Ma una vita, quando comincia una nuova vita? Quando metti in discussione quello che è stato? Quando decidi di andare via per non sai dove? O quando, dopo lungo spulciare annunci e guardare improbabili immobili, intuisci il luogo in cui far sentire il tuo cuore a casa? Qual è quell'attimo, quel momento che ti fa capire che stai lasciando qualcosa per abbracciare altro, e poi, lo lasci davvero o si trasforma dentro di te? C'è bisogno di un atto di lucido fare o è un naturale evolversi che apre nuove porte, ti invita a nuovi viaggi, ti aspetta ammiccante dietro l'angolo?
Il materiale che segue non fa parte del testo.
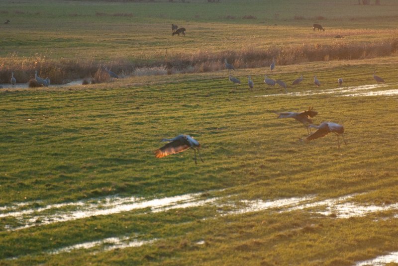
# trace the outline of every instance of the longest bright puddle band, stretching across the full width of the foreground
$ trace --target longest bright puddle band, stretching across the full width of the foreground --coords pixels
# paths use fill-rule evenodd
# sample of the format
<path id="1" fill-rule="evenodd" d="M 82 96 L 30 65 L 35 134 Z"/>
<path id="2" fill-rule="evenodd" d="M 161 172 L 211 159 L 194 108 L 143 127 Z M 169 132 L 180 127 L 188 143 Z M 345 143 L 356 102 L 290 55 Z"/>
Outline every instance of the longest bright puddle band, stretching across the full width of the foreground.
<path id="1" fill-rule="evenodd" d="M 272 208 L 284 208 L 279 212 L 319 208 L 319 210 L 313 210 L 312 212 L 326 216 L 334 215 L 336 218 L 350 218 L 364 216 L 374 212 L 398 210 L 398 203 L 377 206 L 359 205 L 350 202 L 349 200 L 356 194 L 321 201 L 314 201 L 315 196 L 308 195 L 304 197 L 292 197 L 268 201 L 240 200 L 239 202 L 231 201 L 229 203 L 220 204 L 217 204 L 217 201 L 221 200 L 219 197 L 204 199 L 201 198 L 201 195 L 202 192 L 199 192 L 152 200 L 144 200 L 143 198 L 136 197 L 111 196 L 87 201 L 50 204 L 44 207 L 30 208 L 20 211 L 9 211 L 0 214 L 0 218 L 15 217 L 21 224 L 19 227 L 12 228 L 9 225 L 4 226 L 4 229 L 7 231 L 14 231 L 32 226 L 42 226 L 98 215 L 111 215 L 137 209 L 148 209 L 146 210 L 147 212 L 161 212 L 176 208 L 192 208 L 209 204 L 215 205 L 219 208 L 226 207 L 228 210 L 221 211 L 221 216 L 258 212 Z M 24 204 L 21 204 L 21 206 L 23 205 Z M 18 204 L 14 204 L 12 208 L 15 206 L 18 206 Z M 66 210 L 65 207 L 70 209 Z M 10 210 L 10 208 L 8 207 L 7 210 Z M 51 214 L 49 214 L 49 212 L 51 212 Z"/>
Mi chiedo quale sia stato il primo presuntuoso pensiero che, instillatosi nella mia mente giovane e poco avvezza ai crucci di percorso, mi abbia fatto ragionare per sentito dire, perché così fan tutti, perché me lo hanno insegnato i grandi. Oggi, si, che quaranta primavere non hanno ancora bussato alla mia porta, mi chiedo quale è stato l'attimo in cui mi sono lasciata, o forse non mi sono mai trovata? Come ho fatto, dico io, a vivere senza di me, a fare a meno della mia pelle, del mio respiro, del calore delle mie guance quando mi sveglio stropicciata? Mentre cerco di imparare ad accogliere, spegnere la mente che mente e che giudica, spietata e vivisezionante, mi sfugge l'idea di essere stata presuntuosa fin tanto che ho creduto di vivere per accontentare gli altri, perdendo di vista ME, chi fossi io e dimenticando quindi che la scelta, sempre e comunque, è soltanto la mia e che da essa può dipendere anche la felicità altrui che può ambire dunque a essere piena e non un mero accontentarsi.
Ieri sera ho visto Alice in Wonderland, o forse è lei che ha visto me, e beffarda mi ha sorriso come chi, quel cruccio di non essere mai della misura giusta al posto giusto, lo conosce da vicino.